4

I am using Cassandra 0.8.7, Aquiles as C# client and Thrift 0.7 and I am trying to get a quite big amount of data out of a SuperColumnFamily that has the following definition:

create column family SCF with column_type=Super and comparator=TimeUUIDType and subcomparator=AsciiType;

I want to insert the data fetched from Cassandra into a DataTable so i would be able to filter the rows and generate some reports based on that, but I am always getting an OutOfMemoryException.

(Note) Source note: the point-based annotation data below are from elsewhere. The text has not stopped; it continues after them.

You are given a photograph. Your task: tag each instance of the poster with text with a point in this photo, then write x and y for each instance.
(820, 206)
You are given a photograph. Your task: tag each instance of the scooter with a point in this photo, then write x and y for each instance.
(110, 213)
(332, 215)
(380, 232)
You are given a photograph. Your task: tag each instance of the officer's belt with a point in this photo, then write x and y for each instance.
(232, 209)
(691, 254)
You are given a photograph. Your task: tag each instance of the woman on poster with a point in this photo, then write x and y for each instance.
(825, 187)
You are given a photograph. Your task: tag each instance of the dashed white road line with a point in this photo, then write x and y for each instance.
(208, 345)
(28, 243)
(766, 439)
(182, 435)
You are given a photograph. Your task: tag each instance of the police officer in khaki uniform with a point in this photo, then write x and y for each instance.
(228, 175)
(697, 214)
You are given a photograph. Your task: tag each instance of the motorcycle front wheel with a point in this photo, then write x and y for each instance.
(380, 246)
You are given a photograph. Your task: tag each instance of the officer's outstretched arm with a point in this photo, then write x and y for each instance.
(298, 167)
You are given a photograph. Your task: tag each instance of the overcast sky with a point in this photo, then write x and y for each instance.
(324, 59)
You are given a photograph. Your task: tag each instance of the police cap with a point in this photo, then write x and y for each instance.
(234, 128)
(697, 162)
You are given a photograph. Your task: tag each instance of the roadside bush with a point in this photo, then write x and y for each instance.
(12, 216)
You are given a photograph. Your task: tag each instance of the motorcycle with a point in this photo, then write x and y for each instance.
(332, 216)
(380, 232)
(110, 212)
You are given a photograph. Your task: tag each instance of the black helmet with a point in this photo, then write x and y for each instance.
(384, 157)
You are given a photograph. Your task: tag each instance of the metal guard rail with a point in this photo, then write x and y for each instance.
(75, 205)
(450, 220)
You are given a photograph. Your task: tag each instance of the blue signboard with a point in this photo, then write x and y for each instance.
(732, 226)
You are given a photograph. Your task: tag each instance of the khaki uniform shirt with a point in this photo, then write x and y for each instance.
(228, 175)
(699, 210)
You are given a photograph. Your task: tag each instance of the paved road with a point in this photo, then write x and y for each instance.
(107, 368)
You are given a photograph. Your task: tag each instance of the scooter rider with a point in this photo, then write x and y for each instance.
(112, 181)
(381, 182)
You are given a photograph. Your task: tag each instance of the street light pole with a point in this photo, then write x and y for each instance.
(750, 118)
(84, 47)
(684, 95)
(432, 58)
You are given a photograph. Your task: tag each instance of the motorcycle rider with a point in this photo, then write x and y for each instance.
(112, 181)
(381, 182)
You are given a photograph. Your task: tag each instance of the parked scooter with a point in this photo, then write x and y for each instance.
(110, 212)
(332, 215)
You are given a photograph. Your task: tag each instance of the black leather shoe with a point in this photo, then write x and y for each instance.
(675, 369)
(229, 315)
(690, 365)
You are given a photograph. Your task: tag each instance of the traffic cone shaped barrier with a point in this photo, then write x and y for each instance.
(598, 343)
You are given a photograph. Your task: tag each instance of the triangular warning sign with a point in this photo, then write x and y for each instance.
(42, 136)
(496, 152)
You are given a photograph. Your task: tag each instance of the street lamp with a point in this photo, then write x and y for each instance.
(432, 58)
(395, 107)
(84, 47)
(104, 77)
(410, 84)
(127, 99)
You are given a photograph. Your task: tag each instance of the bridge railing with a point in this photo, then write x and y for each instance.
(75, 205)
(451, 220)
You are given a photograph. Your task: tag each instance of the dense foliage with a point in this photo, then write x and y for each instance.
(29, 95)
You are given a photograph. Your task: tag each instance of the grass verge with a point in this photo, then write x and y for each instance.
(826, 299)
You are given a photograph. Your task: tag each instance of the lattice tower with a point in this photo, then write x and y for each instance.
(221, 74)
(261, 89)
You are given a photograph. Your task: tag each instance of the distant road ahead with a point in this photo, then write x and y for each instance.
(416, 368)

[OutOfMemoryException: Exception of type 'System.OutOfMemoryException' was thrown.]
   Thrift.Transport.TFramedTransport.ReadFrame() +191
   Thrift.Transport.TFramedTransport.Read(Byte[] buf, Int32 off, Int32 len) +101
   Thrift.Transport.TTransport.ReadAll(Byte[] buf, Int32 off, Int32 len) +76
   Thrift.Protocol.TBinaryProtocol.ReadAll(Byte[] buf, Int32 off, Int32 len) +66
   Thrift.Protocol.TBinaryProtocol.ReadI32() +47
   Thrift.Protocol.TBinaryProtocol.ReadMessageBegin() +75
   Apache.Cassandra.Client.recv_multiget_slice() in D:\apache-cassandra-0.8.0-beta2\interface\gen-csharp\Apache\Cassandra\Cassandra.cs:304
   Apache.Cassandra.Client.multiget_slice(List`1 keys, ColumnParent column_parent, SlicePredicate predicate, ConsistencyLevel consistency_level) in D:\apache-cassandra-0.8.0-beta2\interface\gen-csharp\Apache\Cassandra\Cassandra.cs:286

I tried several approaches to optimize my code, my final version was to split the period of time (and the number of keys if they exceed a prefixed number) I am using to slice the SuperColumn in smaller ranges but nothing, eventually I always get the same exception.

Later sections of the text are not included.